O Supremo Tribunal Federal (STF) decidiu encerrar a chamada Revisão da Vida Toda, que permitia a aposentados recalcular o benefício considerando todas as contribuições previdenciárias desde 1994. A decisão impacta quem já havia entrado com ação ou ainda planejava pedir a revisão. Saiba o que muda e quais passos tomar.

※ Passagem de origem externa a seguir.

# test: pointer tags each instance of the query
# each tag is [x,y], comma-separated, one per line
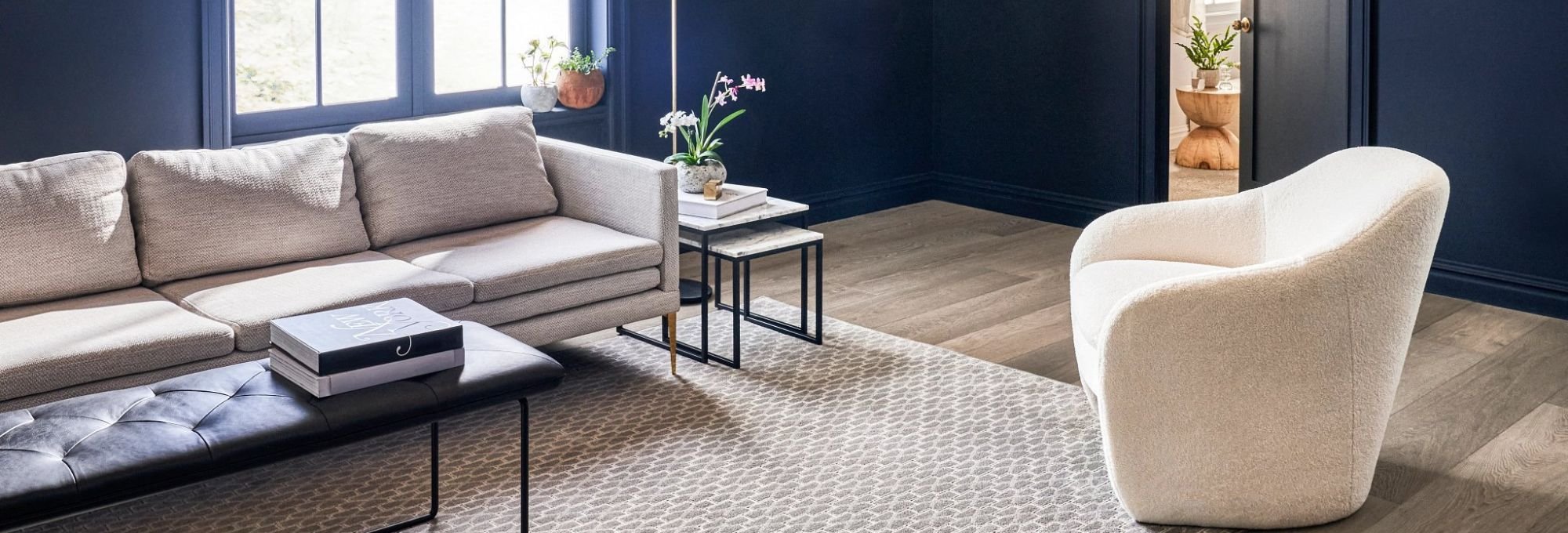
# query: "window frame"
[415,79]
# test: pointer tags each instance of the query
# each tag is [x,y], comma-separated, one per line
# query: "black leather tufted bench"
[111,448]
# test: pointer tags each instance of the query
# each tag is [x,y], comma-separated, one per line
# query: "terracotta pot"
[581,92]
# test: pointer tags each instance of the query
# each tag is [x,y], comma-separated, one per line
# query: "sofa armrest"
[626,194]
[1219,231]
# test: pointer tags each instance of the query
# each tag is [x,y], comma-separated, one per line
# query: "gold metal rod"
[675,87]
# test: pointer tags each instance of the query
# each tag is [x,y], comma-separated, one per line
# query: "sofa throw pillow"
[449,173]
[65,228]
[206,212]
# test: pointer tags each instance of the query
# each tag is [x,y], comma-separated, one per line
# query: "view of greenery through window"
[275,48]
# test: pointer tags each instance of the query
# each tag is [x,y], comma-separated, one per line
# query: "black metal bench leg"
[523,404]
[435,485]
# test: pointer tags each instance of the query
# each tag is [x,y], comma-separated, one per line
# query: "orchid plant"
[695,128]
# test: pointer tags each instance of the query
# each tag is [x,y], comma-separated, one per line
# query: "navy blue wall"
[98,76]
[1037,106]
[1044,111]
[1478,87]
[848,118]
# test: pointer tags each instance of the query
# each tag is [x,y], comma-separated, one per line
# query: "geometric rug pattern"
[865,433]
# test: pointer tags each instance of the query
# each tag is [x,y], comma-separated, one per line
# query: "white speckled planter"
[540,100]
[694,178]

O Supremo Tribunal Federal (STF) colocou um ponto final na chamada Revisão da Vida Toda do INSS. Essa tese permitia que aposentados recalculassem o valor de seus benefícios considerando todas as contribuições feitas desde julho de 1994, e não apenas as mais recentes. A decisão foi tomada no julgamento dos embargos de declaração do Tema 1.102, em que a Corte reafirmou a validade da regra de transição da Lei 9.876/99, que exclui contribuições anteriores a 1994 para quem se filiou ao INSS antes dessa data.
Com o fim da revisão, apenas os segurados que já obtiveram decisão judicial favorável e transitada em julgado (sem possibilidade de recurso) poderão manter o benefício recalculado. Quem ainda não tinha ação ou teve pedido negado definitivamente não poderá mais pleitear a revisão. O STF também modulou os efeitos da decisão, determinando que os processos em andamento até a data do julgamento (março de 2024) devem seguir a tese original, mas novas ações não serão aceitas.
Para o cidadão comum, isso significa que a janela para pedir a Revisão da Vida Toda se fechou. Aposentados que esperavam um aumento no benefício com base nessa tese precisam buscar outras alternativas legais, como revisões de outros erros de cálculo ou concessão. O INSS, por sua vez, deve se preparar para cumprir as decisões já favoráveis, mas não há mais possibilidade de novos pedidos administrativos ou judiciais com base nesse fundamento.